Dirigir un equipo no es lo mismo que entrenarlo, se necesitan años de repetición dentro del campo y de reputación fuera de él, para darle a cada equipo un estilo personal, capaz de imprimirse en los libros de historia. Cuando esto sucede, los equipos llevan el apellido del entrenador. El Milan de Sacchi, el Ajax de Michels o el Barça de Cruyff, se volvieron cuadros de familia que terminaron colgados en las paredes del club.
Pero cada vez son menos los entrenadores que forman parte de la franquicia de un equipo, Simeone es un caso excepcional en estos tiempos. Trayectorias como la de Ferguson y Wenger desaparecieron con ellos.

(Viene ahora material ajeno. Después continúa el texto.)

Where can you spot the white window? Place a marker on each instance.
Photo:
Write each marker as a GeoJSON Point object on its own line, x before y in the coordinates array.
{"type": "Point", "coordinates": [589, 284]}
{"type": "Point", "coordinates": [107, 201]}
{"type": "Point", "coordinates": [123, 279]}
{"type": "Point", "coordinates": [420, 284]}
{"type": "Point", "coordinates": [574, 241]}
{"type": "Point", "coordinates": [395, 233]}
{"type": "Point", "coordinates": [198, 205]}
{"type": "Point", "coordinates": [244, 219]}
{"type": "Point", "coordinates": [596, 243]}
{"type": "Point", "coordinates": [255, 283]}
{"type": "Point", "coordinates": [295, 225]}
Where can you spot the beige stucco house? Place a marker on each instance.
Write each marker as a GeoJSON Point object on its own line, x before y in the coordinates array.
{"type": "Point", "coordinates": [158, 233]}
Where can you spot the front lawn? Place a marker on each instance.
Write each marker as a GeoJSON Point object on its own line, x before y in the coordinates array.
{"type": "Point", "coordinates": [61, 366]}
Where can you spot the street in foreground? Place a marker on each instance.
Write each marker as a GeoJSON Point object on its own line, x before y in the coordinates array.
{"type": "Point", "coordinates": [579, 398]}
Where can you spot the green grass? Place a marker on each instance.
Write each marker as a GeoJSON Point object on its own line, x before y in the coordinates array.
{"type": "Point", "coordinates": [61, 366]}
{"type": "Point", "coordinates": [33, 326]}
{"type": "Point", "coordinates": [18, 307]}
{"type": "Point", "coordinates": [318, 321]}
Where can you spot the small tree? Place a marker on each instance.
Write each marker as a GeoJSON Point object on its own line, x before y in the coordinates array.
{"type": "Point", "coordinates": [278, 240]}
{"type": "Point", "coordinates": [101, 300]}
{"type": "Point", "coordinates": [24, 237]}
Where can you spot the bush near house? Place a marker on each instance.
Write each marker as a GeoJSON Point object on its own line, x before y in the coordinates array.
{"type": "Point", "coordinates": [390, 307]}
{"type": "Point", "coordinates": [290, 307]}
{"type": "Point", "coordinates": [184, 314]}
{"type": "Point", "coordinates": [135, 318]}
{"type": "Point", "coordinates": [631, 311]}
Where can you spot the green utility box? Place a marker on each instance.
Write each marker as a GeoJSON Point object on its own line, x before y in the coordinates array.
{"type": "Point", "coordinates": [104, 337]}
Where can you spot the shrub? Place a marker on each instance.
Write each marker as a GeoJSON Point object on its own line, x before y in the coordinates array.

Fueron los últimos directores o managers generales. Sus decisiones proyectaban el futuro de las instituciones, y aunque su trabajo se juzgaba en relación al partido del próximo domingo, su figura resultaba histórica en los resultados a largo plazo.
Se ha vuelto muy sencillo medir la presión que requiere el puesto, dos fotografías son suficientes: la primera explica cómo llegó y la segunda, cómo acabó. Enfadado, encanecido y calvo, Guardiola salió del Barça dejando una estela ganadora y un estilo de juego que su antiguo club no ha podido igualar: 4 temporadas, 3 Ligas, 2 Champions, 2 Copas del Rey, 3 Supercopas de España, 2 Supercopas de Europa, 2 Mundiales de Clubes, 254 partidos dirigidos, 193 victorias, 52 empates, 24 derrotas, 639 goles a favor, 181 en contra y 22 jugadores debutados de la cantera.
Convertido en el mejor entrenador del mundo, se fue a Múnich, donde el futbol empezó a dudar de su capacidad con una hipótesis simplona: el secreto no es el técnico, sino los jugadores. Incluso, hubo quien fue más allá, la magia de Guardiola empezó y terminó con Messi.
Así que salió del Bayern y cuestionado, llegó al City, donde lleva seis años dominando Inglaterra, pero si este año no gana la Champions, se lo volverán a recordar: solo eres el entrenador.